‘We’re sick and tired’: We spoke to picketers taking part in the UCU strike action at Lancs Uni
Education not exploitation
The UCU lecturer strikes began this week. Whilst we've all seen them as we come onto campus on the bus, The Lancaster Tab spoke to picketers taking part in the UCU strike action at Lancaster University to answer the questions that many students have been asking.
“Education not exploitation” reads the signs at the entrance to the university this morning, as they have since the beginning of the week, as strike action continues across 60 UK universities.
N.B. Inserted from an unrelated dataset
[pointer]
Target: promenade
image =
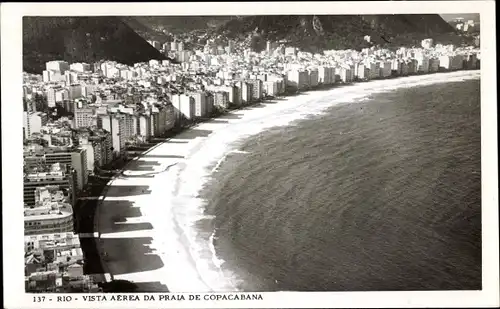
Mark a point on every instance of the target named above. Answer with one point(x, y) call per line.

Yet, the atmosphere and obvious passion of those on the front lines of picketing remains strong despite the freezing temperatures of the early morning.
“We arrive when it’s dark and leave when it’s dark, so you have to remain hopeful that the outcome will be a good one”, states one protesting faculty member on their fifth continuous day of picketing.
Although the strikes are thought to run the full eight-day course, comparing with last year’s 14-day strikes, protesters remain optimistic that the strikes are making a significant impact as negotiations with the UCEA continue, expecting a written statement by early next week.
However, despite the optimism of UCU members, they are still encouraging further strike involvement by both the student body and other faculty members.
One staff member on strike was arguing for students to “come to the picket lines and speak to us, boycott lectures, write to the Vice Chancellor.
“We don’t want to hurt students, but it’s the only power we have against these unfair conditions.” Although students cannot technically become actual picketers, they can still attend and support strike actions taking place across the university.
The invitation to speak to picketers regarding their issues has also been reportedly extended to members of the senior management team; the invitation is yet to be accepted by certain members of university management.
“Sick and tired” were the words used by many, as they described the working conditions they face in their day to day lives: telling The Lancaster Tab that people are upset and angry as the university was described as seeing “how much more they could get out of people.”
Many described the lack of progression for lecturers and staff as they described feeling like “casual labourers” in the face of overwhelming amounts of preparation, marking and workloads, reportedly only being paid for 10 minutes of marking time per essay. Similarly, the continuation of zero-hours contracts for staff members leading core programmes is said to lead to a “rationing” of time, preventing staff from fully supporting or engaging with their students.
So, whether you agree with these strikes or not, one thing has been made perfectly clear: these protesters have no intention of backing down and no intention of going anywhere, so get used to it.